In general, cases who can not achieve pregnancy despite the recovery in sperm analysis results within 6 months at least following varicocele operations should pass to intrauterine insemination (IUI) or in-vitro fertilization – microinjection procedures.  Pregnancy may achieve by sperm washing and insemination in mild sperm disorders.  An Urologist is consulted if necessary.

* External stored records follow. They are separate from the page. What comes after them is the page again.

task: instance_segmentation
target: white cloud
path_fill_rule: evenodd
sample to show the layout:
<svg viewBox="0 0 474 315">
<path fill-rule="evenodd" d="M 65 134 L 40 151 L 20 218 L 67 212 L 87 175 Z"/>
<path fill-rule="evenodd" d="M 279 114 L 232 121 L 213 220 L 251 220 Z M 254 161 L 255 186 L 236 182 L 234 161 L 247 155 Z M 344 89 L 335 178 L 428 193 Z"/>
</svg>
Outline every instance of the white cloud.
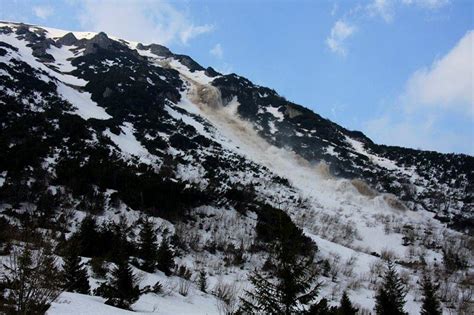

Insemination is not useful for severe sperm disorders and in-vitro fertilization – microinjection treatment should be applied.  In case of absence of sperm in the sperm sample given, if obstruction is not detected as a cause, in other words, a decrease in sperm production exists, in-vitro fertilization and microinjection should be performed with sperms that will be obtained from parts taken from testicles (microTESE).  Varicocele operation is a waste of time for asoospermic men who have no sperm.  Another important issue is that varicocele detected in young men on adolescent age should be treated even they are not married.  It is suggested that disruption on sperm quality in the future may be prevented.

In summary; is sperm values are lower for a man in couples whom woman has not any fertility problem and an apparent varicocele which may be detected clinically, not by ultrasonography exists, treatment may be considered.  Otherwise, treatment is not necessary.  Also, varicocele should have spoilt the sperm values to start the treatment.  In other words, if sperm is normal, it may not be treated even varicocele is palpable.  Because insufficient scientific data that varicocele operation facilitates to obtain pregnancy and high achievement rates on in-vitro fertilization, it is more natural for couples to prefer microinjection, in-vitro fertilization rather than to have varicocele operation and wait for 6 months.